Last month he gained that valuable Listed prize on Lingfield’s all-weather track despite what his jockey Martin Harley, Peter’s next-door neighbour described as “the worst ride of my career”, backed up as we came off the stands by John Gosden who said: “He must be some horse, winning after THAT ride”.

Harley found himself on the wide outside, gave his horse one tap and he flew several lengths clear. Coming into the last furlong he was screaming for the line, as the trainer says – “I thought even though he was only 85 per cent fit he would win. He did, my first Listed winner for 19 years – but only just!”

Peter hadn’t even got home before his phone started ringing with enquiries and when one agent made an appointment to come to look at the horse and learn the asking price, he instantly irritated the trainer.

“All my life I’ve made a point of keeping good time for my appointments. This guy showed up five minutes late and that is just disrespect because of who I am. Imagine if he’d kept Sir Mark Prescott or John Gosden waiting. He wouldn’t!

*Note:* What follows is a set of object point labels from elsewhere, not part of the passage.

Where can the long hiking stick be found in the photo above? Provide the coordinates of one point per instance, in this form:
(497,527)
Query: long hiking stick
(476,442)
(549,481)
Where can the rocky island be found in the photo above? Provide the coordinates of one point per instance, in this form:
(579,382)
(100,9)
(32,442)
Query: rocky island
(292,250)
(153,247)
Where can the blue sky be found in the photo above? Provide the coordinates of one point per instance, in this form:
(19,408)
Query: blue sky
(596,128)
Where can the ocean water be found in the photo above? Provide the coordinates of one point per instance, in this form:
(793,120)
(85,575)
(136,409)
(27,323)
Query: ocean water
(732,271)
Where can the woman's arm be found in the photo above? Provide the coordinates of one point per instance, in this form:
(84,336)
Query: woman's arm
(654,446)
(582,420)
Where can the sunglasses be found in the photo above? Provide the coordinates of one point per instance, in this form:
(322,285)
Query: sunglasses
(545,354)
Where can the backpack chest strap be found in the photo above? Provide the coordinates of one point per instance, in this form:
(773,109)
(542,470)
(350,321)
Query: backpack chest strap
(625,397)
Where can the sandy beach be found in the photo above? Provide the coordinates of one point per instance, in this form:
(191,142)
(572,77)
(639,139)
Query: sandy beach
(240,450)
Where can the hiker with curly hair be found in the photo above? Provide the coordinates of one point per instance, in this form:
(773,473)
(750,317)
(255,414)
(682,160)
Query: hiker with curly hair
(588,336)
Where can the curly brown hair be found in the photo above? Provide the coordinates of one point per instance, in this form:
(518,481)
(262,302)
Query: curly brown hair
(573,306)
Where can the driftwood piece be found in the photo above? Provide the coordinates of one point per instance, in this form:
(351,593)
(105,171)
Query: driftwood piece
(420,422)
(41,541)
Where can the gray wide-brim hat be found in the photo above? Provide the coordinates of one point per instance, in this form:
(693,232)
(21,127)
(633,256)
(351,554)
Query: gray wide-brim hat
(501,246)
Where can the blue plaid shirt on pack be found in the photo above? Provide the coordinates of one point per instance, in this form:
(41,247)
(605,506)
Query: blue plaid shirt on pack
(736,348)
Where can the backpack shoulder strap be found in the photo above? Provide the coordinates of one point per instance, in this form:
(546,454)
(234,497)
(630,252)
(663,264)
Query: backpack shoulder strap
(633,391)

The perception is still there though that the old Greek-Cypriot guy can wait. Quite a few of the agents have that upper-crust background too.”

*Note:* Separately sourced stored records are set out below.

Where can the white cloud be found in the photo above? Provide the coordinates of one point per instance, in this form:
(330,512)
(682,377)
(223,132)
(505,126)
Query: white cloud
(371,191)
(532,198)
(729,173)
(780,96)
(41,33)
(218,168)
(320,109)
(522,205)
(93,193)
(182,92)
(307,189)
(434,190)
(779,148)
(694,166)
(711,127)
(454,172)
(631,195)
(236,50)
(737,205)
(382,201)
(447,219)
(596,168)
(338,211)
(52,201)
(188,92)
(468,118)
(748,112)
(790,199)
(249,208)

Charalambous says he still sees examples that the old discriminations are alive and well in racing “Where I’m concerned. I know it was during Covid but when Apollo One won at Salisbury last autumn we didn’t even get sent a photo. Trudie said more than a week later I must phone them to ask whether there was a trophy for the race.

“They must have hunted around for what was in the cupboard and I’ll be surprised if what we finally received was the trophy that was intended for the race. Again, think that if Charlie Hills’ horse, the even-money favourite had won, how quickly they would have made sure to send a suitable commemorative prize.

“For all the thrill of winning at Lingfield, you couldn’t help feel frustrated that there was absolutely nowhere to get something to eat or drink. I know owners weren’t allowed on track at the time, but when they could before that latest closure, very few tracks made any effort.

“I’m an owner and trainer and I think it’s time that from Weatherbys down, through the racing journalists and television channels to the bookmakers that live off the sport, people realise that it’s only the owners that truly keep the show on the road and acknowledge the fact.

“Yet the television pundits can feel free without fear or favour to criticise horses that may have cost many thousands at the sales or as in our case 25k a year to keep in training having bred them.

Apollo One didn’t have much luck in his next race, the six-furlong race on All-Weather Championship day, having trouble in getting a run and finishing third, but back up to seven furlongs the trainer has no doubt that he’ll return to winning form.

And another horse that has already started to appreciate Peter’s training skills this year is his French acquisition Classical Wave, a Juddmonte cast-off. “We had a right touch with him first time at Wolverhampton – at much bigger than the 5-1 SP! – and another at Lingfield soon after.”

Classical Wave was only denied in the last strides in the hat-trick attempt back there on Saturday but he too looks like having a very rewarding year.

“Who’d be an owner?” asks Peter, “ It’s madness really. But then an Apollo One comes along and suddenly it’s all been worthwhile”. Happy man, Mr Charalambous – finally! -IRC.